I’ve never had to do it so I don’t know. But this thread  characters appearing in database values made me wonder, is there a “safe” or “minimal work involved” way to change the character encoding and collation from the MySQL defaults to UTF-8 without making a total mess of things?

I think you should specify what “MySQL defaults” you are referring to because my MySQL installation has utf8 as default - but I suppose you mean latin1 :).

The simplest answer is - just change the collation of your text columns to utf8 using ALTER TABLE and all data will be converted without any loss of information (because utf8 can represent all latin characters). The only nuisance can be natural primary key columns that you are using as foreign keys - if you have cases like that then you’ll have to disable foreign key checks before changing their collation because the collation of columns joined with a FK must be identical and normally MySQL will not let you change one first and then the other.
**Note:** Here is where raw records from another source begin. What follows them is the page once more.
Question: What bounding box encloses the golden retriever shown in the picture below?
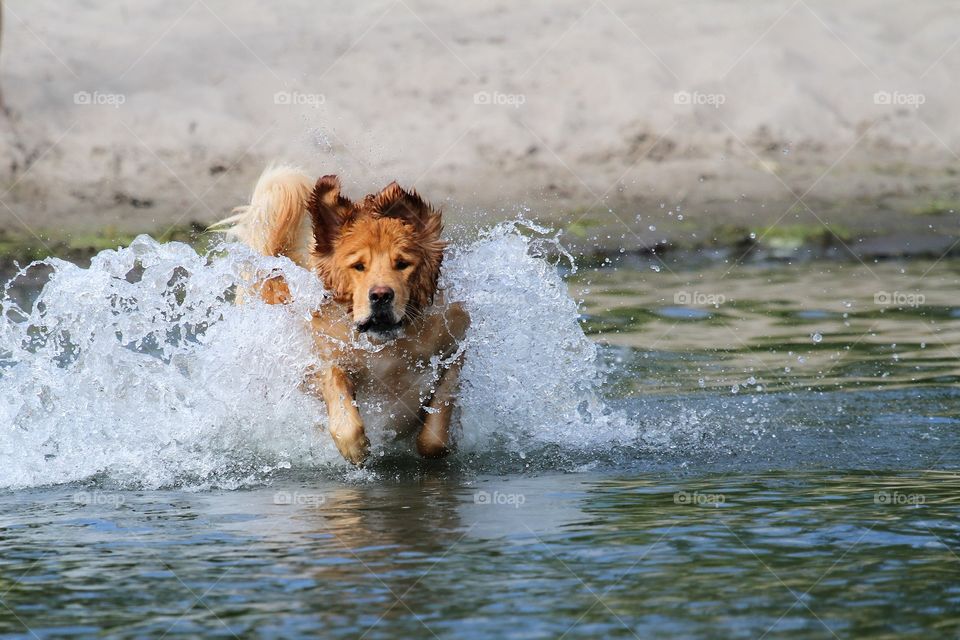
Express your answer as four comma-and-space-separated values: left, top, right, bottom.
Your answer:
221, 166, 469, 465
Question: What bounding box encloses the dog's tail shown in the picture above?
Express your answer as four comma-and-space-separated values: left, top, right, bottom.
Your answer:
209, 165, 314, 269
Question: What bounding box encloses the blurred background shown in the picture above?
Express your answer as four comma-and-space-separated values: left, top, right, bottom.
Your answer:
0, 0, 960, 257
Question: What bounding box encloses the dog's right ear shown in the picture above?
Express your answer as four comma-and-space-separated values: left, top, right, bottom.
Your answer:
307, 176, 355, 256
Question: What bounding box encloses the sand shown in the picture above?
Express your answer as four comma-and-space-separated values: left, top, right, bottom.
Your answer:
0, 0, 960, 249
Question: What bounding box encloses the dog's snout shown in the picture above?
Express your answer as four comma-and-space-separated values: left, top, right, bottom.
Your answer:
370, 287, 393, 305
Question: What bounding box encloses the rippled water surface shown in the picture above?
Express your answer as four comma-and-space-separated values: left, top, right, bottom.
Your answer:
0, 241, 960, 638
That’s all there is to it as far as converting the data is concerned.

Another thing is the character set used by your application. It is advisable that your application explicitly sets the character set of database connection instead of relying on server defaults, which is done using SET NAMES, $mysqli->set_charset(), and the like. This is the character set in which your application will receive and send data regardless of the character set of the database. So these are two separate things and actually you can change the character set of your database tables and your application will be unaffected by that change as long as both character sets can represent the characters that you are using.
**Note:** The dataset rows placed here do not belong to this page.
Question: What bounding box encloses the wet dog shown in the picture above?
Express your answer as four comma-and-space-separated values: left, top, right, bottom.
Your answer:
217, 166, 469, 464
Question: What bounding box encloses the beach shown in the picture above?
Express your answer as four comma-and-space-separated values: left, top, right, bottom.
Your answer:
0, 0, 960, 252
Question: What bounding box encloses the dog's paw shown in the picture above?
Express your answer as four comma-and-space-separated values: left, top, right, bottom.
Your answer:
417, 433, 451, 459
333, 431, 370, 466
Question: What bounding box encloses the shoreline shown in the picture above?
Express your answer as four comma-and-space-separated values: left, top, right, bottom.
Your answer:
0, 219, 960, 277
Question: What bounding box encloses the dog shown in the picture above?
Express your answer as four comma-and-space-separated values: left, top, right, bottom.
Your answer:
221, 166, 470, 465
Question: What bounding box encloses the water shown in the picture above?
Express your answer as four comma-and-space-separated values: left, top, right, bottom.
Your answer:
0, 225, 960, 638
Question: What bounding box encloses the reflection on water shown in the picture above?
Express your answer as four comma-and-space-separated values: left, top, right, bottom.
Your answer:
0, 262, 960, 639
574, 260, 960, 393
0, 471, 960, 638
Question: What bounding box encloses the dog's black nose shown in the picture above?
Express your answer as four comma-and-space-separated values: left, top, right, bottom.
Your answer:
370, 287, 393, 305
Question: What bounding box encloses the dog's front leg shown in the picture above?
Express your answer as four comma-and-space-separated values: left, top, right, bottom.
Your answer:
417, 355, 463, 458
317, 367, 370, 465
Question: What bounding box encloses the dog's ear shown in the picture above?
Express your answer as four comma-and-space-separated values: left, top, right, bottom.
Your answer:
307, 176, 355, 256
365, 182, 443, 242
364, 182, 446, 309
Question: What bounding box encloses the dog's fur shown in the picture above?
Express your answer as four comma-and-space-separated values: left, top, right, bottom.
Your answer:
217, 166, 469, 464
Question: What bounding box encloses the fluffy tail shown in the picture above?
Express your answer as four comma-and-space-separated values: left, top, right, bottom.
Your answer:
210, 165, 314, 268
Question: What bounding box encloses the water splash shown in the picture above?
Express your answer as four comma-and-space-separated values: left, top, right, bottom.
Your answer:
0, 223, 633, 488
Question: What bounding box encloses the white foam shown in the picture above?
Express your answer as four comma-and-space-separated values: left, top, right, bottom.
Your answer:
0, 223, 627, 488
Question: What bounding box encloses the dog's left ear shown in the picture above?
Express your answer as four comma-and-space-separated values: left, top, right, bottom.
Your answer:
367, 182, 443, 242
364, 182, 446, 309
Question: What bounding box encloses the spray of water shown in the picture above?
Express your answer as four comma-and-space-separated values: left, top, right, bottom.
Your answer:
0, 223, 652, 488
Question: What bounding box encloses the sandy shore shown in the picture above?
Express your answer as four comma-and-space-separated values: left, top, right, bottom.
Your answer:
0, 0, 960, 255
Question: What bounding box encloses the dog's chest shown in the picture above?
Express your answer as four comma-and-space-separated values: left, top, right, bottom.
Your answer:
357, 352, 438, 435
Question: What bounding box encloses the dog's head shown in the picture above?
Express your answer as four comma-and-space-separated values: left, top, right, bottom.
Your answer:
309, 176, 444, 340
If I were in your shoes I would split the task into 2 steps:

  1. Adjust your application to use utf8 and to send/receive data in utf8 - do things like SET NAMES(‘utf8’), or set_charset(‘utf8’) on your db driver, etc. And all other things like sending web pages in utf8, processing data in utf8, etc. The db can remain in latin1 while your application will work in utf8 - all will be well as long as you stay within the range of latin1 characters.

  2. Change all text columns to a utf8 collation. Once you do this you will be able to use the full set of unicode characters.